Tuesday 6 April 2010

Election 2010 : Day 1

This first day of the campaign was not a day to make important announcements or big speeches, the party's decided to make this more a day of impressions
carefully created and choreographed
by their party leaders.


The Prime Minister began his "canteen campaign" taking the high speed rail link to Kent, he greeted surprised shoppers in Morrisons, a couple of them wishing him good luck and one even pledging his support for Mr Brown. He then talked to Morrison's employees in a the canteen, about a range of issues, none of them political, although the workers told the press after they were surprisingly impressed by Mr Brown's charm. He then drove on to Gillingham where he visited the home of two Labour supporters and chatted over tea and cakes.



David Cameron began the day in front of County Hall on the banks of the Thames, surrounded by workers from Central Office and ethnic minority Tory candidates. He decided to arrogantly launch his campaign even before the Prime Minister had formally announced the start of the election. In his speech he said the election, should be about “people power”: “We know that politicians should be accountable to people, answerable to people, and not the other way round . . . We need to make people feel proud again of that building over there.” “I want to tell you what I am fighting this election for — it is the people I call the Great Ignored: they may be black or white. They may be rich or poor. They may live in the town or the country.”
From London, Mr Cameron skipped by train to Birmingham, where he visited the Queen Elizabeth Hospital, highlighting his promise to put the NHS at the forefront of his campaign.He finished the first day of the campaign with an evening rally in Leeds at which he insisted Labour’s national insurance rise would wreck the economic recovery.

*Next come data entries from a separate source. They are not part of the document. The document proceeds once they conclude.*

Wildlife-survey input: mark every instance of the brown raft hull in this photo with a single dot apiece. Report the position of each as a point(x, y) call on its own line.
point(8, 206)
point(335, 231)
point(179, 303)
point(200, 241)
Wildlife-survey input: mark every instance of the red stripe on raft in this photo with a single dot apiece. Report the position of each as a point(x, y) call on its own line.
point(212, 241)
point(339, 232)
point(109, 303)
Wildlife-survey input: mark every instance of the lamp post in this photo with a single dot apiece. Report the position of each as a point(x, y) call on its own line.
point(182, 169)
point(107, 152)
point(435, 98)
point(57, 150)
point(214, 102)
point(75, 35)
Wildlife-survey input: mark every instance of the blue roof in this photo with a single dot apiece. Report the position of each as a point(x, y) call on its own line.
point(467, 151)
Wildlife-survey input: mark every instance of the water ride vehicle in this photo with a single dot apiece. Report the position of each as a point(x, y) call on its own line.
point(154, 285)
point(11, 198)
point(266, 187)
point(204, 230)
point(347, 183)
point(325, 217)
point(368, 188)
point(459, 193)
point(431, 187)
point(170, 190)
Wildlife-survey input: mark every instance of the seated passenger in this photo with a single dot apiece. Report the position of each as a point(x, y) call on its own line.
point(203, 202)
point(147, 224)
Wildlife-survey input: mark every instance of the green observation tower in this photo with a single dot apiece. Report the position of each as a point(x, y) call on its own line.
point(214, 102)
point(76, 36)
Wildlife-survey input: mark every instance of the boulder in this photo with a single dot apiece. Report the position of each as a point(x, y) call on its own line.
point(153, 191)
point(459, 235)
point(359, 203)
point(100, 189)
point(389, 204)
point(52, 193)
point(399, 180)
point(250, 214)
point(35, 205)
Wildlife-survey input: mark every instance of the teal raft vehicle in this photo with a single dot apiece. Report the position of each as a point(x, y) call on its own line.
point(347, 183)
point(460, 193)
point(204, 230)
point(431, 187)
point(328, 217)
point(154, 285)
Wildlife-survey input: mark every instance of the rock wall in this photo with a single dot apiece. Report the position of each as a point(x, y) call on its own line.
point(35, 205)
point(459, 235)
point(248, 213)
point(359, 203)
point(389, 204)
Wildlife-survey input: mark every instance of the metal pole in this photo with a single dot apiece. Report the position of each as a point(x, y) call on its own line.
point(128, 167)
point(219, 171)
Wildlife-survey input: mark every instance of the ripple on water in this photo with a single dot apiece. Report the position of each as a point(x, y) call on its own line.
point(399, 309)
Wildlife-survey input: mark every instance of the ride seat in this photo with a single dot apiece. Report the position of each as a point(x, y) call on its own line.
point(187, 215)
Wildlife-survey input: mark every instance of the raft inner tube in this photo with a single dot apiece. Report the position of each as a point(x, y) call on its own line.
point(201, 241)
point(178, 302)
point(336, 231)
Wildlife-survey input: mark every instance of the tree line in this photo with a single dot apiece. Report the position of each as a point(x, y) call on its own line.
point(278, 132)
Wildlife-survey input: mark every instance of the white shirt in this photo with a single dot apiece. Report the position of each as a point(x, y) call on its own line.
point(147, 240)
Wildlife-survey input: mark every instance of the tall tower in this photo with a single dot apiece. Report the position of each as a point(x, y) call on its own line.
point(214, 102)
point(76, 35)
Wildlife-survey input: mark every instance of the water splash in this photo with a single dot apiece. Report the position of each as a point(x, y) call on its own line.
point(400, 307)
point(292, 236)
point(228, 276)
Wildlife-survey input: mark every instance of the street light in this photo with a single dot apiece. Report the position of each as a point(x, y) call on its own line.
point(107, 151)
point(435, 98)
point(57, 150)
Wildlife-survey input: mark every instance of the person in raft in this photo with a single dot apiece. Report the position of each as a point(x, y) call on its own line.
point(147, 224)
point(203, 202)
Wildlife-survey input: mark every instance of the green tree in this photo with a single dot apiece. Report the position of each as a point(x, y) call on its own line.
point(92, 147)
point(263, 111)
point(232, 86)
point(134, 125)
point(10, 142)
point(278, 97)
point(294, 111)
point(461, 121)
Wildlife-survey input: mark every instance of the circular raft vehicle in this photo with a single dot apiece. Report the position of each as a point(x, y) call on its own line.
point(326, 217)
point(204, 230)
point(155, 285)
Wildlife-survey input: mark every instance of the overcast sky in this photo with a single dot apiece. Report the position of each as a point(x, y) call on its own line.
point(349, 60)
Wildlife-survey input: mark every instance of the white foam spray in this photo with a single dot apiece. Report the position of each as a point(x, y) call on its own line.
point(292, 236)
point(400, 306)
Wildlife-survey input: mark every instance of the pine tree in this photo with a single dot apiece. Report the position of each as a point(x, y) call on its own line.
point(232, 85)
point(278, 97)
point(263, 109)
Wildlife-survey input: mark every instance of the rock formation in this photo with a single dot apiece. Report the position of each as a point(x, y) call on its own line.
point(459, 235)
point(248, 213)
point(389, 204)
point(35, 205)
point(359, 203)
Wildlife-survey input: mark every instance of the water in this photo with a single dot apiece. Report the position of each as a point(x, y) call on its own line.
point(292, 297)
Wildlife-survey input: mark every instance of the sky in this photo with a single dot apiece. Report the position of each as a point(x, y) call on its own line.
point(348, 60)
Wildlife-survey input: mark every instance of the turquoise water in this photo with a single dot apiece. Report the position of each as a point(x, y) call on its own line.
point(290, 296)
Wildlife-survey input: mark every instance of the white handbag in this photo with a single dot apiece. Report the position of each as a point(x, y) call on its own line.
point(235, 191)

Nick Clegg launched his campaign on a street in Westminster with his "political wife" Vince Cable. He declared "Today is the beginning of the end for Gordon Brown". Mr Clegg then moved on to the three way marginal seat in Watford, he addressed students at a church hall saying “This country, Britain, has now had Labour and Conservative governments for 65 years just doing the same old thing,”, he went on to outline his key pledges “No tax on the first £10,000 you earn,” and recall of MPs shown to be corrupt. “That’s the change you can trust,” he said, reaching his finale. “That’s the change that works for you.”